Sector optimism centres on the successful vaccine rollout, easing unemployment concerns, and a strong housing market, but has the market now priced in too much good news?
Yes, many people have built up cash savings during lockdowns, so there is capacity to spend in shops, yet others face post-pandemic employment uncertainty, particularly within the younger cohort, which could rein in spending.
Retailer Next (NXT) is at an all-time high of £83.20 after upgrading annual profit guidance following a post-lockdown sales surge, while Greggs (GRG) hit a record £25.91 after it reported a strong recovery in sales since the easing of restrictions.
Greggs believes 2021 profits are likely to be materially higher than its previous expectation and could be around 2019 levels of £114.2 million in the absence of further restrictions.
Other rallying retailers include reopening beneficiaries such as arts, crafts and book seller The Works (WRKS) and greetings cards retailer Card Factory (CARD), whose post-reopening performance exceeded expectations.

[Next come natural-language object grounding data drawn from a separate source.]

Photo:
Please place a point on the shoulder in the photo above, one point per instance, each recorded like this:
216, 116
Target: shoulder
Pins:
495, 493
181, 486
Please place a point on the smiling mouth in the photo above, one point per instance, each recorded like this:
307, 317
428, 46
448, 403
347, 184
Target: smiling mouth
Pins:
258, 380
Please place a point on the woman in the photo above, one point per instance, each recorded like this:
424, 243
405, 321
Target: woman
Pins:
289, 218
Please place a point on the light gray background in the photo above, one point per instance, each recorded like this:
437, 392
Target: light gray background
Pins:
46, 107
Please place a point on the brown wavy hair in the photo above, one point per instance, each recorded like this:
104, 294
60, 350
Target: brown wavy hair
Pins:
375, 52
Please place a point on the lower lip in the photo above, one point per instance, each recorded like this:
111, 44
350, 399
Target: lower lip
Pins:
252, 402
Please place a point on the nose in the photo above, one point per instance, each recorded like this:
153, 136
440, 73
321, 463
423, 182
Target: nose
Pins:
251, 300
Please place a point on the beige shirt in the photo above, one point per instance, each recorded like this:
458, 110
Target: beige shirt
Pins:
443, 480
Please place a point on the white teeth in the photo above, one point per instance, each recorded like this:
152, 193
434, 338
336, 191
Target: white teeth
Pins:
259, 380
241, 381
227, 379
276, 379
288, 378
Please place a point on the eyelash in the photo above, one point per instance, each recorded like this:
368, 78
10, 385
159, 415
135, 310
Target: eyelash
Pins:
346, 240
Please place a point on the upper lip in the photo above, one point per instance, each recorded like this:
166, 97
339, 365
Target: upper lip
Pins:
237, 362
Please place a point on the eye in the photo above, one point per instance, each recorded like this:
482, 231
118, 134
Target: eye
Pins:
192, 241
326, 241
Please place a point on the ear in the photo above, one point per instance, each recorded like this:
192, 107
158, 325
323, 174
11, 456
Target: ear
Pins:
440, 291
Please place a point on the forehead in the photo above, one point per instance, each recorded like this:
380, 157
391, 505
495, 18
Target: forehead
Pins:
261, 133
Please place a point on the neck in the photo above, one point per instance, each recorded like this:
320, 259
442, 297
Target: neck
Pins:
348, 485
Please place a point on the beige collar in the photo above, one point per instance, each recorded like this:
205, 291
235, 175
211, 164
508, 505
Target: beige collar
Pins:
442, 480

One of the most eye-catching movers is Superdry (SDRY), up 76% year-to-date. Its shares surged on news of a very strong end to its financial year and an upbeat outlook.
While the flurry of upgrades is welcome, investors shouldn’t ignore the caution expressed by some of the sector’s savviest management teams.
Greggs warned that ‘considerable uncertainty remains’, while Next cautioned that recent strong sales growth was due to pent-up demand built up over the last three months and is unlikely to be indicative of demand for the rest of 2021, adding that ‘evidence from last year suggests that this post lockdown surge will be short lived’.
All eyes now turn to results from high street stalwart Marks & Spencer (MKS) on 26 May to see how its clothing sales have fared in recent weeks.
An update from Kingfisher (KGF) will be keenly watched on 20 May given how DIY demand appears to be holding up very well, albeit product shortages could be an issue. On the same day will be an update from Watches of Switzerland (WOSG) where investors will be hoping it follows other luxury goods sellers in reporting strong sales.